En el conteo de Badajoz, se incurre a mi juicio en un riesgo de sobrevaloración al hablar de más de 8.000 asesinados, siguiendo a Espinosa. ¿Es que nos parecen pocos 4.000 o 6.000? Es la misma técnica aplicada por César Vidal en Paracuellos, ya desenmascarada entre otros por Javier Cervera. (No puedo evitar sumar un dato a esta historia: Vidal incluye como víctima de Paracuellos a mi tío Manolo, con el que traté muchos años, y yo juro que respiraba).
El libro de Preston no es, por desgracia, una actualización rigurosa de lo sucedido durante la guerra, ni en los números ni en las razones. Y cojea en ocasiones de forma escandalosa, como cuando explica que en Cataluña y el País Vasco la represión se volcó sobre todo contra los nacionalistas, lo que contrasta con los datos que explican que en esas dos regiones el régimen de Franco mató proporcionalmente menos que en casi cualquier otra parte de España.
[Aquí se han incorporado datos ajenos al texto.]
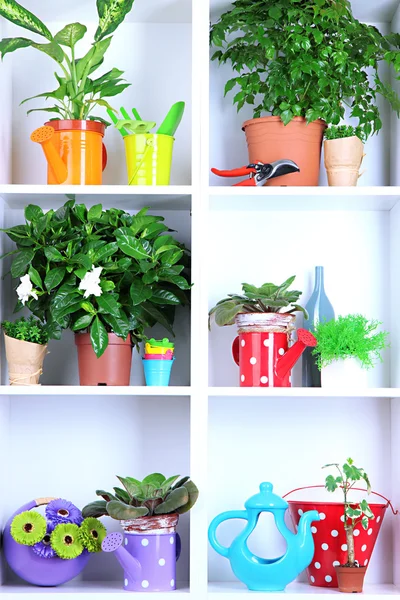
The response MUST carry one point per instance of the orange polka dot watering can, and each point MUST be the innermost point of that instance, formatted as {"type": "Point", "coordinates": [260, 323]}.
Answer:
{"type": "Point", "coordinates": [74, 151]}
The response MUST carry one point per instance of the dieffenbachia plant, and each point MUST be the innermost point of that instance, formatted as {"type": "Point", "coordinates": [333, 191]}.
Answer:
{"type": "Point", "coordinates": [78, 93]}
{"type": "Point", "coordinates": [155, 495]}
{"type": "Point", "coordinates": [354, 513]}
{"type": "Point", "coordinates": [98, 271]}
{"type": "Point", "coordinates": [268, 298]}
{"type": "Point", "coordinates": [295, 58]}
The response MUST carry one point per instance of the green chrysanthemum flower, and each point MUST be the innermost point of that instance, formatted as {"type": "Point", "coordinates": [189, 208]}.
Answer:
{"type": "Point", "coordinates": [65, 541]}
{"type": "Point", "coordinates": [92, 532]}
{"type": "Point", "coordinates": [28, 528]}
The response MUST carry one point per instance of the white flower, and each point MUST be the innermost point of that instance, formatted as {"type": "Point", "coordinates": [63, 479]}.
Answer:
{"type": "Point", "coordinates": [90, 283]}
{"type": "Point", "coordinates": [25, 289]}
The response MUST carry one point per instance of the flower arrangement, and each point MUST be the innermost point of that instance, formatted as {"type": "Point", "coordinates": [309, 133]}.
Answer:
{"type": "Point", "coordinates": [352, 336]}
{"type": "Point", "coordinates": [26, 330]}
{"type": "Point", "coordinates": [77, 93]}
{"type": "Point", "coordinates": [155, 495]}
{"type": "Point", "coordinates": [268, 298]}
{"type": "Point", "coordinates": [62, 532]}
{"type": "Point", "coordinates": [98, 271]}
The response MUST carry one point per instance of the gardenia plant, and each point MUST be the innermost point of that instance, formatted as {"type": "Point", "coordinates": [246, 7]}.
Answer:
{"type": "Point", "coordinates": [99, 271]}
{"type": "Point", "coordinates": [155, 495]}
{"type": "Point", "coordinates": [355, 514]}
{"type": "Point", "coordinates": [77, 93]}
{"type": "Point", "coordinates": [352, 336]}
{"type": "Point", "coordinates": [306, 59]}
{"type": "Point", "coordinates": [268, 298]}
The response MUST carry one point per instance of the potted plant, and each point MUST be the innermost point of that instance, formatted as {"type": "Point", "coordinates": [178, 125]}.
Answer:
{"type": "Point", "coordinates": [52, 549]}
{"type": "Point", "coordinates": [343, 154]}
{"type": "Point", "coordinates": [265, 321]}
{"type": "Point", "coordinates": [106, 275]}
{"type": "Point", "coordinates": [26, 345]}
{"type": "Point", "coordinates": [78, 93]}
{"type": "Point", "coordinates": [303, 64]}
{"type": "Point", "coordinates": [148, 511]}
{"type": "Point", "coordinates": [351, 574]}
{"type": "Point", "coordinates": [347, 348]}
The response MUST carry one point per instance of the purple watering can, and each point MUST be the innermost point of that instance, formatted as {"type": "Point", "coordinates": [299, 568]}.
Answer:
{"type": "Point", "coordinates": [31, 567]}
{"type": "Point", "coordinates": [148, 553]}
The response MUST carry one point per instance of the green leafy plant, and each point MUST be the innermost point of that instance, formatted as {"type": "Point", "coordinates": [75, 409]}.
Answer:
{"type": "Point", "coordinates": [343, 131]}
{"type": "Point", "coordinates": [27, 330]}
{"type": "Point", "coordinates": [352, 336]}
{"type": "Point", "coordinates": [77, 93]}
{"type": "Point", "coordinates": [265, 299]}
{"type": "Point", "coordinates": [307, 59]}
{"type": "Point", "coordinates": [99, 271]}
{"type": "Point", "coordinates": [155, 495]}
{"type": "Point", "coordinates": [354, 514]}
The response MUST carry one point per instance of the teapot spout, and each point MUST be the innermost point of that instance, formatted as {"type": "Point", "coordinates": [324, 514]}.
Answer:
{"type": "Point", "coordinates": [43, 136]}
{"type": "Point", "coordinates": [286, 363]}
{"type": "Point", "coordinates": [131, 566]}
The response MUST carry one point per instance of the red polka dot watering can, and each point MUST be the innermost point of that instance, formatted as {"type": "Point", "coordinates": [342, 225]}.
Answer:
{"type": "Point", "coordinates": [330, 537]}
{"type": "Point", "coordinates": [262, 348]}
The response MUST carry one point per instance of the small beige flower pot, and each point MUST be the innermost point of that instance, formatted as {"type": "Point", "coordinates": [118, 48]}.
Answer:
{"type": "Point", "coordinates": [343, 160]}
{"type": "Point", "coordinates": [25, 361]}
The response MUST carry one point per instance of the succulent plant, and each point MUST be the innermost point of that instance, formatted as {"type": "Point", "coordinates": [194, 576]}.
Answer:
{"type": "Point", "coordinates": [155, 495]}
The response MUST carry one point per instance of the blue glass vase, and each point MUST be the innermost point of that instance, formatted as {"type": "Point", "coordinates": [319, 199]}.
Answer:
{"type": "Point", "coordinates": [319, 308]}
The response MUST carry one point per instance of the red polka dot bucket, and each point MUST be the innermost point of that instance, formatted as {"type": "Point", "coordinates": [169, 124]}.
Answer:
{"type": "Point", "coordinates": [330, 537]}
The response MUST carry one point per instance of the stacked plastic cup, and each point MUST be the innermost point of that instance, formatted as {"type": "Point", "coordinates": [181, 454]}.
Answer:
{"type": "Point", "coordinates": [157, 362]}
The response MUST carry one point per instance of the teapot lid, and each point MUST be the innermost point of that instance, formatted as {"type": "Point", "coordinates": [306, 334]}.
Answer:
{"type": "Point", "coordinates": [266, 499]}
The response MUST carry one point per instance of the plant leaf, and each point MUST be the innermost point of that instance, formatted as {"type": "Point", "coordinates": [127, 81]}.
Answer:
{"type": "Point", "coordinates": [70, 34]}
{"type": "Point", "coordinates": [111, 14]}
{"type": "Point", "coordinates": [17, 14]}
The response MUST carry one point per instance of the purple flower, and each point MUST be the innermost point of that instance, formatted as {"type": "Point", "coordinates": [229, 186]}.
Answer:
{"type": "Point", "coordinates": [62, 511]}
{"type": "Point", "coordinates": [43, 548]}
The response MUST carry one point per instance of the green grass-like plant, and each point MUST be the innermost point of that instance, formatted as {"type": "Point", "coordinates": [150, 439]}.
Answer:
{"type": "Point", "coordinates": [343, 131]}
{"type": "Point", "coordinates": [352, 336]}
{"type": "Point", "coordinates": [26, 330]}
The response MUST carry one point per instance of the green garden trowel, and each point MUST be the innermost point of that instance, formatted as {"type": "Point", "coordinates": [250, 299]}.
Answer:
{"type": "Point", "coordinates": [172, 120]}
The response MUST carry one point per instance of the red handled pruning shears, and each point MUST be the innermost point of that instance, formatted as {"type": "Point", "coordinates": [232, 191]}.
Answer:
{"type": "Point", "coordinates": [259, 173]}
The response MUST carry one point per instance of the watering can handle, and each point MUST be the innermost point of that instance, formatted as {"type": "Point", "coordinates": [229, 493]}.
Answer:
{"type": "Point", "coordinates": [235, 350]}
{"type": "Point", "coordinates": [212, 530]}
{"type": "Point", "coordinates": [310, 487]}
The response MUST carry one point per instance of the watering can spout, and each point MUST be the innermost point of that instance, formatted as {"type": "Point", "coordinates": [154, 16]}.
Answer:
{"type": "Point", "coordinates": [43, 136]}
{"type": "Point", "coordinates": [131, 566]}
{"type": "Point", "coordinates": [286, 363]}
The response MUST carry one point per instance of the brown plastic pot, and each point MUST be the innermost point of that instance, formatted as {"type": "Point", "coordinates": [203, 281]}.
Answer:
{"type": "Point", "coordinates": [112, 368]}
{"type": "Point", "coordinates": [268, 139]}
{"type": "Point", "coordinates": [343, 160]}
{"type": "Point", "coordinates": [350, 579]}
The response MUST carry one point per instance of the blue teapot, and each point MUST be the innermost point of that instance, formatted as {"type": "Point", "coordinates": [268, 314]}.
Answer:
{"type": "Point", "coordinates": [260, 574]}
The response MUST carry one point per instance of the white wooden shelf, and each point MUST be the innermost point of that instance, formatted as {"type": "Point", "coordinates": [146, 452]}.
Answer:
{"type": "Point", "coordinates": [224, 590]}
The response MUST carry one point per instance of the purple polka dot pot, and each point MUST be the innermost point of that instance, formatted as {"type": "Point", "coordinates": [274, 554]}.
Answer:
{"type": "Point", "coordinates": [148, 557]}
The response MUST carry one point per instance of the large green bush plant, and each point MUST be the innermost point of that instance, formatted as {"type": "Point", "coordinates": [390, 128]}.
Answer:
{"type": "Point", "coordinates": [77, 93]}
{"type": "Point", "coordinates": [308, 59]}
{"type": "Point", "coordinates": [99, 271]}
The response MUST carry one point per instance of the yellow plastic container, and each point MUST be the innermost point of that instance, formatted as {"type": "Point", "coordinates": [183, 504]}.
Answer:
{"type": "Point", "coordinates": [148, 158]}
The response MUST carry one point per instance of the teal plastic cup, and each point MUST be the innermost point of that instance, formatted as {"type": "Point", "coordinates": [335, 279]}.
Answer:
{"type": "Point", "coordinates": [157, 372]}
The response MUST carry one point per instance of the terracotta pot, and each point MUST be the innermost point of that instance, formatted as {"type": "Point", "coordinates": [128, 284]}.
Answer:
{"type": "Point", "coordinates": [343, 160]}
{"type": "Point", "coordinates": [268, 139]}
{"type": "Point", "coordinates": [112, 368]}
{"type": "Point", "coordinates": [350, 579]}
{"type": "Point", "coordinates": [25, 361]}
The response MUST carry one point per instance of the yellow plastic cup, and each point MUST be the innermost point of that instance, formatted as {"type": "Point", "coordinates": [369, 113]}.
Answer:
{"type": "Point", "coordinates": [148, 158]}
El trabajo de Preston contribuye a encender los ánimos de quienes consideran que las cosas de la guerra no se han liquidado bien, pero aporta irónicamente alguna perspectiva consoladora para creyentes en la justicia divina: en el epílogo se puede comprobar con satisfacción cómo los verdugos sufrieron su castigo. Unos murieron atacados por el cáncer; otros, se volvieron locos y mataron a sus propios hijos; otros, se arrepintieron de forma pública. ¿Castigo de Dios? Preston no cree que fuera cosa del altísimo, pero nos muestra que castigo sí tuvieron.
Lo que Preston no demuestra es que hubiera un holocausto; ni siquiera que hubiera una intención programática de exterminar. Franco, Mola (y tantos otros) fueron seres despiadados y asesinos, pero no anunciaron a Hitler, por mucho que sus intenciones fueran claramente homicidas.
Y de "los nuestros", qué decir. Hubo de todo. Aunque tuvieran razón en defender el régimen legítimo.
Jorge M. Reverte es periodista y escritor.